In that regards, one of the choices I like when having a meal at a restaurant is corn bread and I found a recipe called Southern Corn Bread and tried it out. It requires white corn meal which has a lighter texture than regular yellow corn meal. Instead of using the classic wrought iron skillet the recipe called for, I chose muffin tins.
I coated each cup with cooking spray and filled them 2/3 full. The muffins do not rise like bread, and each portion was an excellent size to compliment the soup. Perfect!
CHICKEN VEGETABLE SOUP
Inspired By: All Recipes/ Chicken Vegetable Soup
- 1 roasting chicken (about 5 pounds), cut up or 6 legs and 6 thighs (Chicken cut right off the bone is best)
- 3 celery ribs, sliced
- 1 large onion, chopped
- 3 cups Chicken Broth
- 6 medium carrots, sliced
- 3 medium potatoes, peeled and cubed
- 1/2 teaspoon minced fresh parsley
- 5 or 6 sprigs of fresh Cilantro to taste
- 3/4 teaspoon each dried basil, oregano and tarragon
- Add salt if necessary
- 3/4 teaspoon pepper
- 1/2 teaspoon garlic powder
- 2 cups frozen peas, optional
- Place chicken in pressure cooker with all 3 cups of Chicken Broth
- Cook for 22minutes (25 minutes if frozen)
- When chicken is done, remove pieces into large bowl
- Place the celery, onion, carrots, potatoes, seasonings (Add peas if desired) into the existing broth (which now contains some liquified fat from the chicken skin) and cook in pressure cooker for 8 minutes.
- While the vegetables are cooking, remove fat and bones from the chicken and set the pure meat aside.
- When the vegetables are done, add the cut up chicken meat to the pot and stir.
- Serve with cornbread made from Cornbread Recipe below.
Makes 8 servings
If you know how to make a Roux, a concoction made by carefully stirring flower into melted butter until you achieve the color and consistency you want (which should be anywhere from tan to dark brown) than add about a 1/2 cup of it to your soup when done and really make the flavor pop.
Inspired By: Simply Recipes/Southern Cornbread
- 1 tablespoon bacon drippings or butter
- 2 cups white cornmeal
- 1 teaspoon baking soda
- 1 teaspoon salt
- 1 large egg (optional)
- 1 1/4 cups buttermilk
- 6 tablespoons unsalted butter, melted
- Preheat pan with bacon drippings: Put the bacon drippings in a 9 or 10-inch well-seasoned cast iron skillet and put the skillet into the oven.
- Preheat the oven to 400°F with the skillet inside. (If you don’t have an iron skillet, you can use an uncovered Dutch oven or a metal cake pan.)
- Make the batter: Whisk together all the dry ingredients (cornmeal, baking soda, salt) in a large bowl.
- In another bowl, beat the egg (if using) and buttermilk until combined, then mix that into the bowl of dry ingredients.

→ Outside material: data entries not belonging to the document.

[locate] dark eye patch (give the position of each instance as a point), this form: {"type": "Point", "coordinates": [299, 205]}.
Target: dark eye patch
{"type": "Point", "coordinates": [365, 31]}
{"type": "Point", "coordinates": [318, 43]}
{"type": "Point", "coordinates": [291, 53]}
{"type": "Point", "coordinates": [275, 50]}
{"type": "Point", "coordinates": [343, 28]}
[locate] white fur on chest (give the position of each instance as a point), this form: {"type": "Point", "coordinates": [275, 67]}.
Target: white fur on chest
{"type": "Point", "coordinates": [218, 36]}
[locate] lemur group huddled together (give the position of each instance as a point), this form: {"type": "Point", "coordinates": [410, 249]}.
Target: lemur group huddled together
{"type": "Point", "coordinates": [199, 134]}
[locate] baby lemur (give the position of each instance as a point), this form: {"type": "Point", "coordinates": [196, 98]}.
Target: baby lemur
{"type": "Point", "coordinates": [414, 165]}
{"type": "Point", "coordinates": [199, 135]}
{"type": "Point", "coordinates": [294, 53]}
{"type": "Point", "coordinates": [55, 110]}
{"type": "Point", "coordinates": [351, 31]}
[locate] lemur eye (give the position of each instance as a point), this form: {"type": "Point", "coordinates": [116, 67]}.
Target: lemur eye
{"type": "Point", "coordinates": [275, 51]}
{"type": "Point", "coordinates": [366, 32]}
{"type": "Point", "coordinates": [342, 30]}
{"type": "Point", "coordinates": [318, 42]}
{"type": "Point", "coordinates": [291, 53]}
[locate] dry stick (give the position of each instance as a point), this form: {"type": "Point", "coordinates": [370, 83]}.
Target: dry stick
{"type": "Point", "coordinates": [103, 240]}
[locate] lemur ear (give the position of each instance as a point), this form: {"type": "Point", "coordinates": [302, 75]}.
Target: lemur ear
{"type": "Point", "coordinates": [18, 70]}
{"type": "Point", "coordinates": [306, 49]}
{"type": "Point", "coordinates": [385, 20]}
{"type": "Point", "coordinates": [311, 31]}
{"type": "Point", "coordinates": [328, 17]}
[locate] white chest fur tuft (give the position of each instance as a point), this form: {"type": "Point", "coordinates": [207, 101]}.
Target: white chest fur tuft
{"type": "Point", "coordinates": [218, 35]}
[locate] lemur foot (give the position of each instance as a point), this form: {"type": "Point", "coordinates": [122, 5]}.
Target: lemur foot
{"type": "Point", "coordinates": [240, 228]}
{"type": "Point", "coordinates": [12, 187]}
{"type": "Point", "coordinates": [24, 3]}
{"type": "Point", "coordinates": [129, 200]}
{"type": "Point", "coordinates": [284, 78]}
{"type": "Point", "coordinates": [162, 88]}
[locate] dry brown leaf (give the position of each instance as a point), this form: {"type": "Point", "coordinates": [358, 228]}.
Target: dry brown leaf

- Stir in the melted butter.
Muffin Pan Method
- Coat 3-6 cup muffin tins with cooking spray
- Spoon batter into muffin tins about 2/3 full and bake at 400°F for 15 minutes.
- Pop baked cornbread muffins out with a butter knife when done.
Traditional Baking Method
- Pour batter into hot skillet and bake: When the oven is hot, take out the skillet (carefully, as the handle will be hot!). Add the cornbread batter and make sure it is evenly distributed in the skillet.
- Bake at 400°F for about 20 minutes, or until the edges are beginning to brown and a toothpick inserted in the center of the bread comes out clean.
- Rest bread in skillet, then serve: Let the bread rest for 1minutes in the skillet before cutting it into wedges and serving.
To store, let the cornbread cool, then remove from pan and wrap in plastic wrap or transfer to an airtight container. Store at room temp for 2 to 3 days
To avoid burning your hand because you’ve forgotten the pan is hot, I recommend placing a pot holder on the pan’s handle while the cornbread is resting, or cooling the handle down a bit with an ice cube.